Fingerlings of Clarias gariepinus (Chordata, Osteichthyes, Silurformes, and Clariidae) also known as the African catfish used in the bioassays of this experiment. Fingerlings of similar sizes ranging in length from 4 – 6cm and body weight range of 4-10g were purchased from a fish farm in Lagos, Nigeria and transported in an oxygen bag to the laboratory. The fingerlings were kept in a plastic tank (34 x 27 x 48.5) cm which was half filled with de-chlorinated water. The de-chlorinated water was obtained by aerating tap water in a plastic tank withan aerator (CosmoAquarium, air pump 11,000) for 24 hours. This was done to allow the rapid evaporation of chlorine gas in the water. During acclimatization, the fingerlings were fed with Coppens fish feed. They were fed twice daily (morning and evening) and the water was changed once every three days to prevent the accumulation of waste metabolite and food particles.The fingerlings were maintained in the holding tank for a minimum of 5 days to allow them acclimatize to the laboratory conditions (Temperature: 280C ± 20C; Salinity: 0%0; pH: 7.2 ± 0.1) before using them in the bioassays. Fingerlings of similar sizes (5.0cm ±1cm) were selected from the stock tank. They were caught with the aid of a hand net and introduced into bioassay containers containing the media. The quantal response (mortality) was assessed every 24 hours over a period of 4 days. Death of fingerlings was assumed when they showed no response to mechanical stimulation (prodding with a rod). Dead fish were removed at each observation.

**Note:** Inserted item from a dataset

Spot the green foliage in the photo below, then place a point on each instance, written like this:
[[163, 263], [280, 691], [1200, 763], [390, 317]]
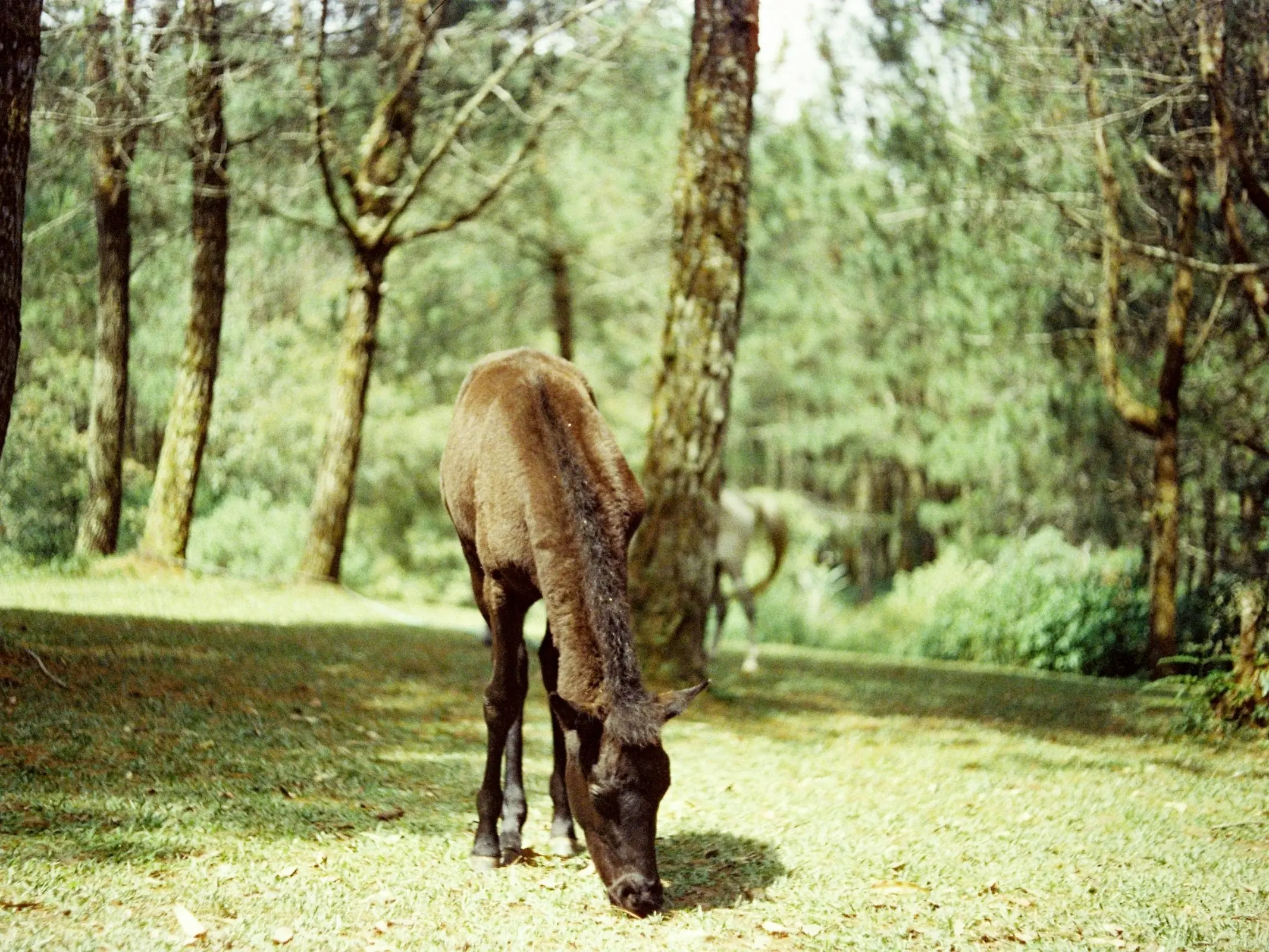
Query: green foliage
[[253, 536], [1046, 605]]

Forcados light crude oil used in this experiment was obtained from Shell Petroleum Development Company (SPDC) production platform in Forcados, Port Harcourt, Nigeria. Some of the physico – chemical characteristics of the Forcados light brand of crude oil include: Sulphur, content 0.2%, API gravity 60 / 60F; rapid vapor pressure 2.5psi and pour point 25. The crude oil was stored in a bottle which was tightly covered and kept at 4oC in the refrigerator. OSD 9460 is a hydrocarbon mitigation agent yet to be recommended for oil spill clean-up in Nigeria. It was obtained from a representative of the marketers. It was stored in a plastic bottle and kept in the laboratory at room temperature.A pre-determined volume of the test chemical was introduced into a beaker and made up with water achieve the desired concentration of the test medium. The mixture was mixed properly with a stirrer before the test animals were introduced on the required / pre determined day / time.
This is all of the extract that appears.